A sudden roar from his left made Qwan roll sideways out of the saddle. As he fell, he kicked the horse on the flanks, sending it into a run. A heartbeat later, the huge shadowy form of Baymothesis parted the smoke clouds. Seeing the horse running, it gave chase immediately, sliding back away through the flames again.

Qwan drew his sabre quickly and pushed himself upright. He blinked hard, rubbing his stinging eyes to free them from smoke and tears. Putting his forearms up in front of his face, he ran and jumped through one of the walls of fire. His breath came in sharp painful wheezes. Fighting back a coughing fit, Qwan ran on, trying to get to somewhere with less fire. Rolling onto his knees, he scanned the flames. Over the top of the crackling, he heard his horse whinny loud only to be interrupted by a loud wet snapping sound. Somewhere to his right he heard the other horses cry out in terror. He gripped the sabre tightly in his hands, waiting to see the dark shadow fall over him again. Beads of sweat rolled from his face, dropping to the ground unchecked.

"Come on you *******," Qwan muttered, searching the flames, "Where are you?"

To his left, the dragon walked calmly through the wall of fire. For a few moments Baymothesis paused, taking in the area in front of it, looking for the elf. Flames licked up around the dragon's scales, unnoticed by Baymothesis itself. Finding him only a short distance away, the dragon roared.


----------



## Griffith (Mar 7, 2007)

Cool book.  Although, personally I would try and change the cover art before publishing.  That cover doesn't really draw the eye, and many people based their decision on whether to buy a book based on the cover.


----------



## Parmenion (Mar 7, 2007)

I did not have any input on the cover, the publishers wanted to go for a neutral cover, apparently the macho covers of ye olde fantasy novels are a thing of the past.

I hope the advertising we do on various fantasy sites and word of mouth will get people picking it up and the neutral cover will attract people from outside the genre.
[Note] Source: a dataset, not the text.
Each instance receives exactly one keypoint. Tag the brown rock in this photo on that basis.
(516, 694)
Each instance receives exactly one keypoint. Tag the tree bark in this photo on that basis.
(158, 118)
I think the cover colour will make it stand out on the shelf though.


----------



## Parmenion (May 1, 2007)

Hello all
Just wanted to refresh this...the book is finally out....i know rob is over the moon to have his debut book published and as his is my debut book as agent im also ...woohooo well chuffed!!

Its up on amazon.co.uk and .com WHsmiths online, bookdepository, barnes and noble and signed direct from my web site.

I will also be at Fancon2007 on the sat Rob will also be there.


----------



## Michael01 (May 1, 2007)

Congrats to both you and Rob.  It looks like a great book.


----------